A sodium-based battery is one that combines sodium with a compound called inositol. Developed by researchers at Stanford University in October 2017. The sodium in the new battery binds to a compound called inositol, an organic compound commonly found in household products, including infant formula. Just as sodium is much more abundant than lithium, rice furfuryl alcohol is easily extracted from rice bran and can also be found in by-products produced during corn processing.
The main principle of sodium-based batteries
In sodium-ion batteries, sodium ions can attach to inositol, a common compound extracted from the liquid by-product of rice bran or corn processing. The new combination of sodium ions and inositol significantly improves ion cycling in sodium-based batteries, allowing ions to move more efficiently from the cathode through the electrolyte to the phosphorus anode, resulting in a stronger electrical current.
One of the biggest hurdles facing sodium- and potassium-based batteries is that they decay and degrade faster than lithium-ion batteries and have lower energy densities. But that's not always the case. When the researchers studied the reaction of lithium, sodium and potassium ions with iron sulfide particles, they found that sodium and potassium were more stable with iron sulfide during the reaction, suggesting that batteries based on sodium or potassium may have a longer lifespan than expected. .

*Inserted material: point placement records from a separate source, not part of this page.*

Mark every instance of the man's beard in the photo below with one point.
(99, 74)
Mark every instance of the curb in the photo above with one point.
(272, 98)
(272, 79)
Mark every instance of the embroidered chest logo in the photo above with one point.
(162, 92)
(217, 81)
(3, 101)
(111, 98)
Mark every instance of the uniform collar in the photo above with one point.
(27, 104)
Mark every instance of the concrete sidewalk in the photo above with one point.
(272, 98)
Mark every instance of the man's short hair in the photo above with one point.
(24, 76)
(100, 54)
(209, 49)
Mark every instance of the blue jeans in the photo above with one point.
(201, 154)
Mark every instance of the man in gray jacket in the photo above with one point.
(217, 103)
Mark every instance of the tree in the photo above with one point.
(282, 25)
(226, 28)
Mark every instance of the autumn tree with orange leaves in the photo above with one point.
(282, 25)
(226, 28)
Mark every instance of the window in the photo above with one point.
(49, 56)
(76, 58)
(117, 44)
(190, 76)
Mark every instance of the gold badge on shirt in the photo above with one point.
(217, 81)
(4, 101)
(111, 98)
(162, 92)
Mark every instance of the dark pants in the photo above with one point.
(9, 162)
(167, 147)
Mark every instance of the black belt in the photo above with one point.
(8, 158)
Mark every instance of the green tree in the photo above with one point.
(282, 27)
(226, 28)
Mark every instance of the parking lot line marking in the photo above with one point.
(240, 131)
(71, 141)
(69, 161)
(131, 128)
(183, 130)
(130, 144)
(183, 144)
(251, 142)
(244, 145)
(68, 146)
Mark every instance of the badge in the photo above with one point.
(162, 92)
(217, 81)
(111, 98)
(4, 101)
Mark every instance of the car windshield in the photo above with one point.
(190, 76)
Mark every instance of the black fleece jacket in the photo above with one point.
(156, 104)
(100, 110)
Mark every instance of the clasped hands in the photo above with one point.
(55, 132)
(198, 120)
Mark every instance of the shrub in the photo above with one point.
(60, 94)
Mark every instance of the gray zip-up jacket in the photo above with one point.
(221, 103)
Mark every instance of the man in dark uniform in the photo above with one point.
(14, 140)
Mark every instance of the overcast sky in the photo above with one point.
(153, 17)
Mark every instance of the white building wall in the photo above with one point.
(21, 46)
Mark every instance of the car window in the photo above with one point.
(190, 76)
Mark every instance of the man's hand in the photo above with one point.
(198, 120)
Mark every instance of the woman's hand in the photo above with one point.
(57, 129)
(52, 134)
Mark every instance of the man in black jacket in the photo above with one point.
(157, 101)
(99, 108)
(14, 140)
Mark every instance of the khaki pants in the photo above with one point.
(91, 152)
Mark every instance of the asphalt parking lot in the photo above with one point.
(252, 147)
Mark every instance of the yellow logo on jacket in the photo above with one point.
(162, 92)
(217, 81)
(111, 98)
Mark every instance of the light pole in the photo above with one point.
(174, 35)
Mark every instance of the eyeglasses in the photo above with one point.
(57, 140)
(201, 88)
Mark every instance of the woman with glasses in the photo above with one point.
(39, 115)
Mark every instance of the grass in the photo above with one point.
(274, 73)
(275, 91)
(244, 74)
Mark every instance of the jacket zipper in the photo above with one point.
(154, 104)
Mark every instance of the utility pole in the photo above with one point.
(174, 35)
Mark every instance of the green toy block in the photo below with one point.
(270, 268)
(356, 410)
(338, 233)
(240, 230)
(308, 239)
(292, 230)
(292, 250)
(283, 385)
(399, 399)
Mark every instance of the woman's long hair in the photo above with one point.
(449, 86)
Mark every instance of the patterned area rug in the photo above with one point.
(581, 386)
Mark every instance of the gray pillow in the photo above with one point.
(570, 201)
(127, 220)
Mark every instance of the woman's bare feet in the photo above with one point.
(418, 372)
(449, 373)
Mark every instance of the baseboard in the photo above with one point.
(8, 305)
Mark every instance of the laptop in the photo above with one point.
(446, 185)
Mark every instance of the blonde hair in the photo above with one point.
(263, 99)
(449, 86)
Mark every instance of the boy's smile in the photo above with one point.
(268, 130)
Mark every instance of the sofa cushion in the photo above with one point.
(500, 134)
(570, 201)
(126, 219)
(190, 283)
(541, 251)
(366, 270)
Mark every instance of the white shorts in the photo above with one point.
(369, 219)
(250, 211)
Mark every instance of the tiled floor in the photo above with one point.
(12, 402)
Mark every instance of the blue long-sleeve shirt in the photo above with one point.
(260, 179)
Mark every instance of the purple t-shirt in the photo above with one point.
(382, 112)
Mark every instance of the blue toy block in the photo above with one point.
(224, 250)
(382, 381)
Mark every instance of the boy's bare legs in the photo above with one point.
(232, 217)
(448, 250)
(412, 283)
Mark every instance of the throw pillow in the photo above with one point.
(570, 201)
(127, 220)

The difference between sodium-based batteries and lithium-ion batteries
1. The charge carriers inside the battery are different. Lithium-ion batteries are charged and discharged through the movement and conversion of lithium ions between the positive and negative electrodes, while sodium-ion batteries are achieved by the intercalation and deintercalation of sodium ions between the positive and negative electrodes. Actually both work the same way.

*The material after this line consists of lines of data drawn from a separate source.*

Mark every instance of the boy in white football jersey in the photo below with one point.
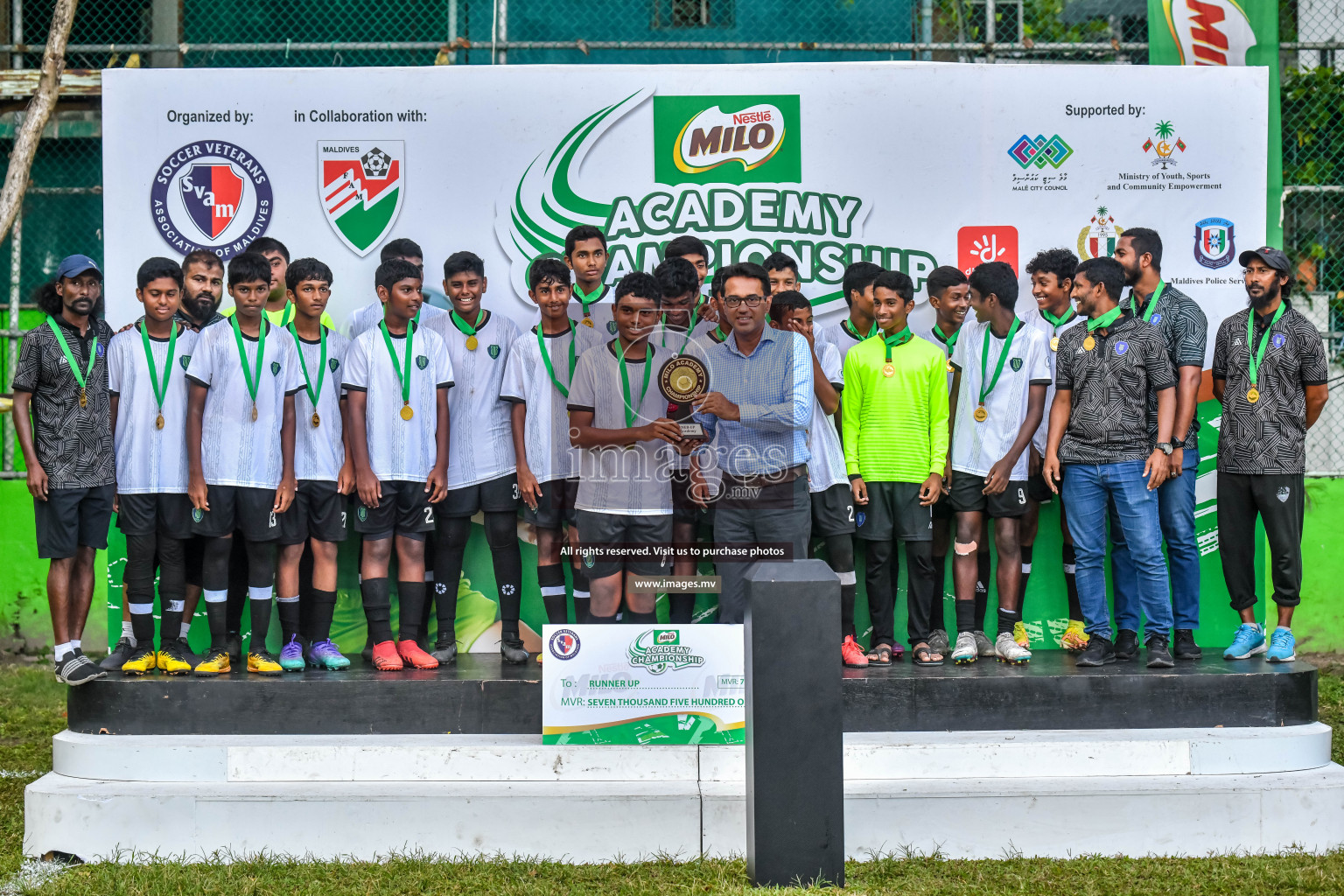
(536, 382)
(586, 256)
(999, 396)
(480, 468)
(1053, 286)
(241, 454)
(148, 393)
(324, 472)
(620, 419)
(828, 485)
(396, 381)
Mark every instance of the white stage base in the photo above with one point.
(965, 794)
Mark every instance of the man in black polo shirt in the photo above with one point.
(62, 378)
(1184, 329)
(1269, 373)
(1098, 434)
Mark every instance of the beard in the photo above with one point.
(1264, 300)
(200, 305)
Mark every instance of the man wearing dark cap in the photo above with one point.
(67, 449)
(1269, 373)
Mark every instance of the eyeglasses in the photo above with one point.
(750, 301)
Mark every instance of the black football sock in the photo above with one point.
(290, 615)
(982, 586)
(320, 615)
(965, 615)
(1026, 574)
(550, 582)
(1075, 609)
(581, 594)
(378, 609)
(410, 601)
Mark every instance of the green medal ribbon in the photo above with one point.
(403, 373)
(321, 366)
(74, 368)
(1058, 321)
(848, 328)
(546, 358)
(985, 388)
(1152, 301)
(1258, 356)
(895, 340)
(950, 341)
(588, 300)
(686, 338)
(631, 410)
(159, 386)
(1105, 320)
(252, 378)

2. The ionic radii of the two are different, and the difference in radii makes the performance of the sodium-ion battery far inferior to that of the lithium-ion battery; the lithium-ion negative electrode can make graphite, but the sodium ion is difficult to be de-intercalated/inserted into the graphite, and the capacity is very small. Other carbon materials can reach more than 300 mA hours after processing; the ion capacity of the positive electrode is very small, only more than 100 mA hours; due to the large radius, the insertion/de-insertion resistance of sodium ions in the positive and negative electrodes is very large; the reversibility is poor, irreversible Large capacity loss.

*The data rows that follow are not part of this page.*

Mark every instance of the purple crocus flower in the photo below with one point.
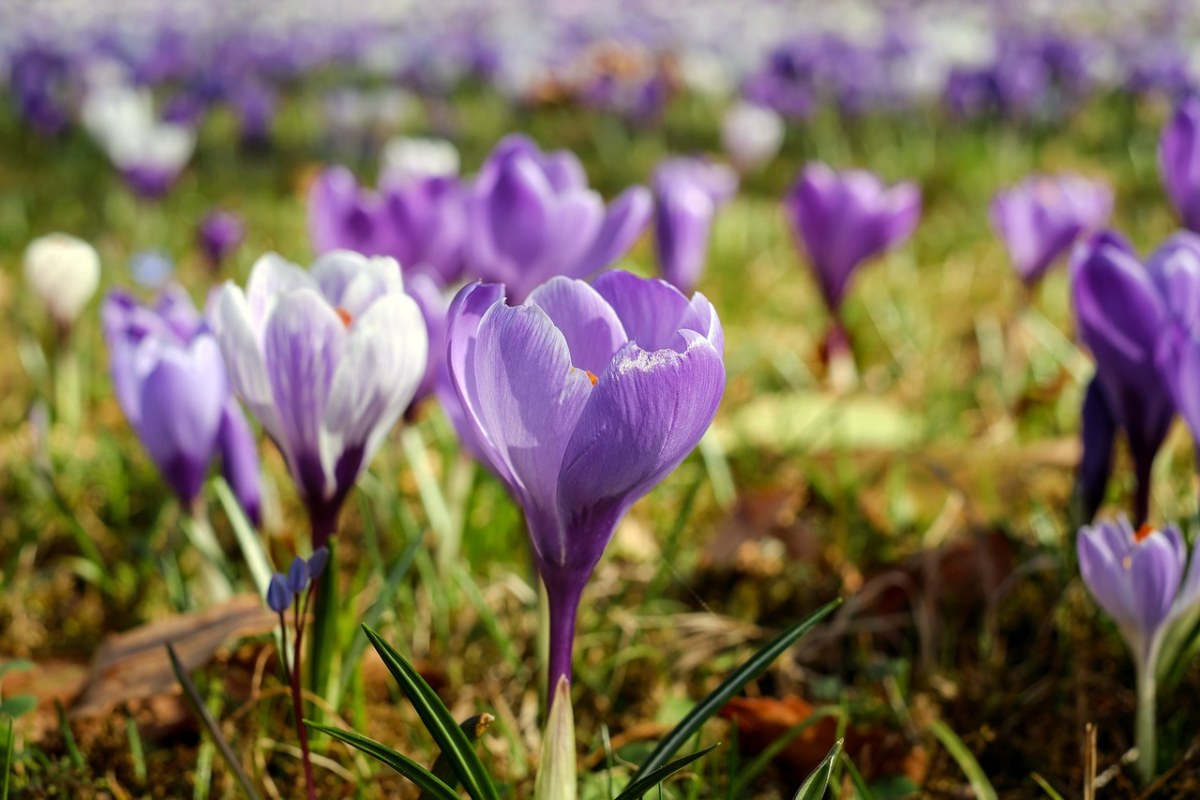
(581, 401)
(1179, 161)
(531, 216)
(219, 234)
(846, 218)
(327, 360)
(1141, 578)
(687, 194)
(419, 222)
(1121, 316)
(172, 384)
(1041, 218)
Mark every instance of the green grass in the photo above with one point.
(961, 432)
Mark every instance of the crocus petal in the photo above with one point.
(181, 401)
(529, 398)
(382, 361)
(647, 413)
(652, 311)
(588, 323)
(625, 221)
(303, 343)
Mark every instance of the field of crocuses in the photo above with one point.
(599, 401)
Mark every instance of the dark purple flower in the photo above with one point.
(581, 401)
(419, 222)
(172, 384)
(327, 360)
(279, 594)
(1179, 161)
(531, 216)
(220, 233)
(1041, 218)
(687, 194)
(1121, 314)
(843, 220)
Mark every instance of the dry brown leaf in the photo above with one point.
(135, 666)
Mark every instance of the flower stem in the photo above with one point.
(1145, 732)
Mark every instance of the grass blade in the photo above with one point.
(729, 687)
(475, 727)
(7, 762)
(966, 761)
(431, 786)
(815, 786)
(660, 774)
(202, 713)
(437, 720)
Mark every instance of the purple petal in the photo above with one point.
(647, 413)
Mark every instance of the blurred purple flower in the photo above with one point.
(1041, 218)
(419, 222)
(581, 401)
(843, 220)
(1121, 317)
(219, 234)
(172, 384)
(327, 360)
(687, 194)
(1179, 161)
(531, 216)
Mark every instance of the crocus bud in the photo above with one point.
(317, 561)
(279, 594)
(298, 575)
(557, 770)
(64, 271)
(1179, 161)
(751, 136)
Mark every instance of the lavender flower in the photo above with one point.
(327, 360)
(843, 220)
(220, 233)
(1121, 316)
(1179, 161)
(1041, 218)
(532, 216)
(581, 401)
(687, 194)
(172, 384)
(1141, 578)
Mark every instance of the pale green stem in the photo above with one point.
(67, 385)
(199, 531)
(427, 487)
(1145, 732)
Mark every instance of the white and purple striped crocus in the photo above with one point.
(171, 382)
(1044, 215)
(420, 221)
(582, 400)
(327, 359)
(843, 220)
(1143, 579)
(687, 194)
(1179, 161)
(532, 216)
(1121, 316)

At present, the technical core of new energy vehicles lies in lithium-ion batteries, but now there is a sodium-based battery that can store the same energy as the latest lithium-ion batteries at a lower price. Material prices account for a quarter of battery prices. Lithium-ion batteries have been around for 25 years and dominated an important market, but lithium is becoming scarcer and more expensive to mine. To that end, scientists have found that sodium can also store ions, and that batteries are cheaper and more powerful to make.
While the new sodium-based battery may never meet the needs of electric car manufacturers, researchers believe it will help store energy from sustainable sources such as solar panels and wind turbines.